ZINC RHIZOTOXICITY IN WHEAT AND RADISH IS ALLEVIATED BY MICROMOLAR LEVELS OF MAGNESIUM AND POTASSIUM IN SOLUTION CULTURE

Authors: PEDLER, JUDITH - UNIV OF MELBOURNE, AUST; Kinraide, Thomas; PARKER, DAVID - UNIV OF CALIFORNIA

Submitted to: Plant and Soil
Publication Type: Peer Reviewed Journal
Publication Acceptance Date: 9/26/2003
Publication Date: 2/4/2004
Citation: Pedler, J.F., Kinraide, T.B., Parker, D.R. 2004. Zinc rhizotoxicity in wheat and radish is alleviated by micromolar levels of magnesium and potassium in solution culture. Plant and Soil. 259:191-199.

Interpretive Summary: A large number of soil elements may be toxic to plants. These elements may be ordinary soil constituents or even essential elements that are present in excessive concentrations, or they may be pollutants. In order to enhance crop productivity and to ensure food safety, crops and soils must be managed to counter the effects of potentially toxic elements. We have long known that the addition of calcium, and to a lesser extent, magnesium alleviates toxicities and reduces the presence of potentially dangerous elements in food supplies. The present study reports a remarkable and new observation. Zinc toxicity may be alleviated by both calcium and magnesium, but the latter element is 170 times more effective than calcium. This alleviation appears to entail the intracellular detoxification of zinc rather than its exclusion. These observations raise potentially important possibilities for agriculture. Namely, the alleviation of intoxication by one element (including elements other than zinc) by fertilization with small amounts of another element (including elements other than magnesium). This topic is considered further in a companion article.

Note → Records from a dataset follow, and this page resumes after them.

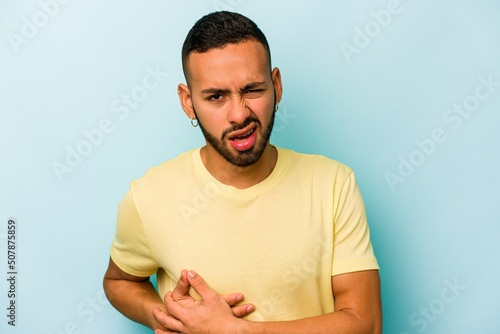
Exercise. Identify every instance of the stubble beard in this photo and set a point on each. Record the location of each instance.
(240, 158)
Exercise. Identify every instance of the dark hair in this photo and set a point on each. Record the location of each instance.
(218, 29)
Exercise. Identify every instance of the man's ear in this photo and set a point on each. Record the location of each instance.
(186, 101)
(278, 88)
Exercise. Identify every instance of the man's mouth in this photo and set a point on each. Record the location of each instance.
(243, 139)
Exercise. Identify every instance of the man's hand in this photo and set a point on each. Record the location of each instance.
(213, 314)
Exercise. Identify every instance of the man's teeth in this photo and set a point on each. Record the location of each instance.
(242, 137)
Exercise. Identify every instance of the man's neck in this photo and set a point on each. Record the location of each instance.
(239, 177)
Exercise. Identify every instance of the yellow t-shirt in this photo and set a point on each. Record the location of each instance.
(277, 242)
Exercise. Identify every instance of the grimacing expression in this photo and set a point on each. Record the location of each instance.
(233, 97)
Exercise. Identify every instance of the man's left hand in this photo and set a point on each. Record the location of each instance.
(212, 314)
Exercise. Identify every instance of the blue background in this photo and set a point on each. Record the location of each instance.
(436, 226)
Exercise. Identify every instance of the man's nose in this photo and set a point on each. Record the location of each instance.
(238, 112)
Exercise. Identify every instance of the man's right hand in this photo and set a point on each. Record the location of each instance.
(181, 295)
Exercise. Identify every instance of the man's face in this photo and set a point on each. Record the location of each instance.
(233, 97)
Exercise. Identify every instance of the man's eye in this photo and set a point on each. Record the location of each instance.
(215, 97)
(255, 91)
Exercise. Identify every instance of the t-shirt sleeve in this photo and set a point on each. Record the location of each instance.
(130, 249)
(352, 249)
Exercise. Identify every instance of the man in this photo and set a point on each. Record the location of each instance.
(286, 230)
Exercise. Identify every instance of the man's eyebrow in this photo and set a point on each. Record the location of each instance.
(249, 86)
(216, 91)
(253, 85)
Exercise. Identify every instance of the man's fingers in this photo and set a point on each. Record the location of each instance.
(174, 309)
(181, 290)
(172, 324)
(242, 310)
(233, 299)
(199, 285)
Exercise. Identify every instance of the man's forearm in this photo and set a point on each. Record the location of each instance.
(339, 322)
(135, 300)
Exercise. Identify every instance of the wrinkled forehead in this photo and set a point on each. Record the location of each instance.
(234, 62)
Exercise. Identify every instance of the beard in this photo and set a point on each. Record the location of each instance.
(240, 158)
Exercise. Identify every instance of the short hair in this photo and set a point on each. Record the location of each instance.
(216, 30)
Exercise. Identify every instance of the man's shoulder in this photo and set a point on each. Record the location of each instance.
(172, 169)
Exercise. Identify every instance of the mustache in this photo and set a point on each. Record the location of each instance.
(237, 127)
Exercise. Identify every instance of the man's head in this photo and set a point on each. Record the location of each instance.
(216, 30)
(231, 89)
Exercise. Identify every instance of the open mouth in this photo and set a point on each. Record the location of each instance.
(244, 136)
(243, 140)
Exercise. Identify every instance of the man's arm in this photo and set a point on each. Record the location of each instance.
(133, 296)
(357, 310)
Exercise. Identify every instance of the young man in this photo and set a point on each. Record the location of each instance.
(287, 230)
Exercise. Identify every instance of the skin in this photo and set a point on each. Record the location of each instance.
(227, 87)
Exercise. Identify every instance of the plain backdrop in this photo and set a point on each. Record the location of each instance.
(406, 93)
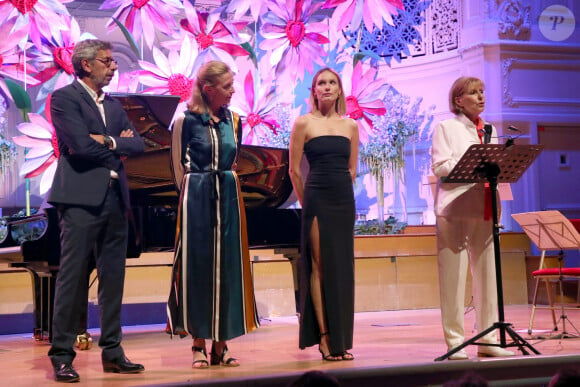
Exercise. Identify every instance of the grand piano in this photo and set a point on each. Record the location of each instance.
(266, 188)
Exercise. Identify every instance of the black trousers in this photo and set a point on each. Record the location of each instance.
(85, 231)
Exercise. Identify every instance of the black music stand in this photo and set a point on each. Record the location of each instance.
(494, 163)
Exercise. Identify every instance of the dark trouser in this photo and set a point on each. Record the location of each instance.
(85, 230)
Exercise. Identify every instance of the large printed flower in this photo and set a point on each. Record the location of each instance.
(364, 96)
(39, 17)
(39, 137)
(212, 38)
(53, 60)
(240, 7)
(295, 42)
(142, 17)
(171, 74)
(12, 59)
(354, 12)
(255, 101)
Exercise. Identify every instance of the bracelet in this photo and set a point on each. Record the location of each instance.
(108, 142)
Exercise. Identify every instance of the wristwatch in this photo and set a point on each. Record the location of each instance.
(108, 142)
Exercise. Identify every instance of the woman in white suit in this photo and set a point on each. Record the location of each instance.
(464, 222)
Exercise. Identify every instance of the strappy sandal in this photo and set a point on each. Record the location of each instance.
(221, 359)
(200, 363)
(330, 356)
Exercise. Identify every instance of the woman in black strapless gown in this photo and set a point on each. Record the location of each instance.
(326, 266)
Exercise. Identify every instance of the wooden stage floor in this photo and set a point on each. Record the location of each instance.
(391, 348)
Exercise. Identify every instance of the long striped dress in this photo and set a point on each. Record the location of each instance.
(211, 295)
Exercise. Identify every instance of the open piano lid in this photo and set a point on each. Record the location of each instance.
(263, 171)
(151, 116)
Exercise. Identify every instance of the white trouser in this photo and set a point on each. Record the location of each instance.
(457, 241)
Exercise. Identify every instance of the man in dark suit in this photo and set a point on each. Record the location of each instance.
(90, 192)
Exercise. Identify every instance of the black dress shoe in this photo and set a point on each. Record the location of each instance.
(122, 365)
(64, 372)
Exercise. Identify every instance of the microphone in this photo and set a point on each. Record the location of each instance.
(511, 140)
(487, 135)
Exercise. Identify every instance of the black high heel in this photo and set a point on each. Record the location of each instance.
(201, 363)
(330, 356)
(219, 359)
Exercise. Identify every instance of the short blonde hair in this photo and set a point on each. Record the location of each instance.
(459, 88)
(340, 104)
(208, 74)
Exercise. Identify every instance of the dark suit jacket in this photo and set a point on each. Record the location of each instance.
(83, 170)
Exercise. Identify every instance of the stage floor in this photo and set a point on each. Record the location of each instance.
(387, 346)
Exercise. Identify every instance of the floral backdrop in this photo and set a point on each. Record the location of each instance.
(274, 47)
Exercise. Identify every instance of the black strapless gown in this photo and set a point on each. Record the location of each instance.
(329, 197)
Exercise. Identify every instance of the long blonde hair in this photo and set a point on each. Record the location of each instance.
(340, 104)
(208, 74)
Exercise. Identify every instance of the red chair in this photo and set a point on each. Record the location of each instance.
(556, 275)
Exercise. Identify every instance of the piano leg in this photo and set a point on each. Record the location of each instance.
(43, 295)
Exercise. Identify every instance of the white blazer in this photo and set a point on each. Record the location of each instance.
(451, 139)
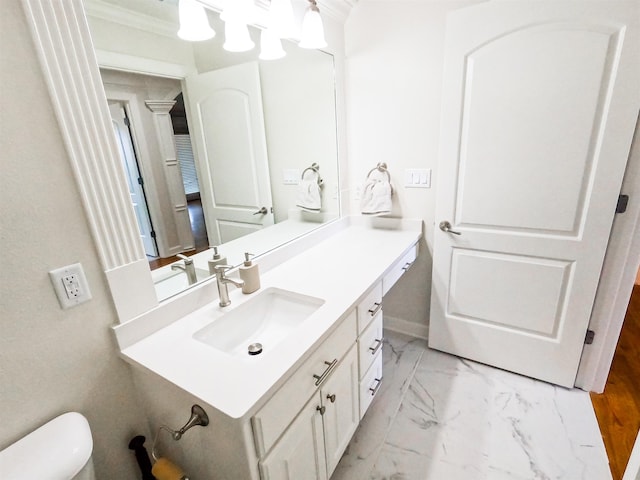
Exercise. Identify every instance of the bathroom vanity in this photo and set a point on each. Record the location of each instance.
(290, 411)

Technical Abstract: The effects of excess zinc (Zn) on solution-cultured wheat (Triticum aestivum L., cv. Yecora Rojo) and radish (Raphanus sativus L., cv. Cherry Belle) were studied, using both short-term root elongation studies and longer term split-root experiments. Alleviation of Zn rhizotoxicity by Mg and K was observed, with especially dramatic alleviation of root stunting by Mg. In the short term-studies using a simple medium (2 mM CaCl2, pH 6.0), Mg concentrations of 1-5 micomolar were able to significantly alleviate rhizotoxicity caused by Zn concentrations as high as 60 micomolar. In the split-root studies, 100 micomolar Mg was sufficient to abolish Zn toxicity in both wheat and radish. Paradoxically, Mg enhanced uptake and translocation of Zn while simultaneously alleviating toxicity in these longer-term experiments. In short-term experiments, additions of K (0 to 200 micomolar) to the basal medium alleviated Zn rhizotoxicity to a more limited extent. In split-root experiments, however, the absence or presence of K in test solutions did not affect plant growth or Zn uptake. When increased from a physiological minimum (e.g., 200 micomolar), Ca also alleviates Zn toxicity, but the effect is very modest in comparison to that of Mg. The results are discussed in relation to the use of short-term assays of metal tolerance in simple salt solutions, and in relation to possible roles of Mg in the physiology of Zn toxicity.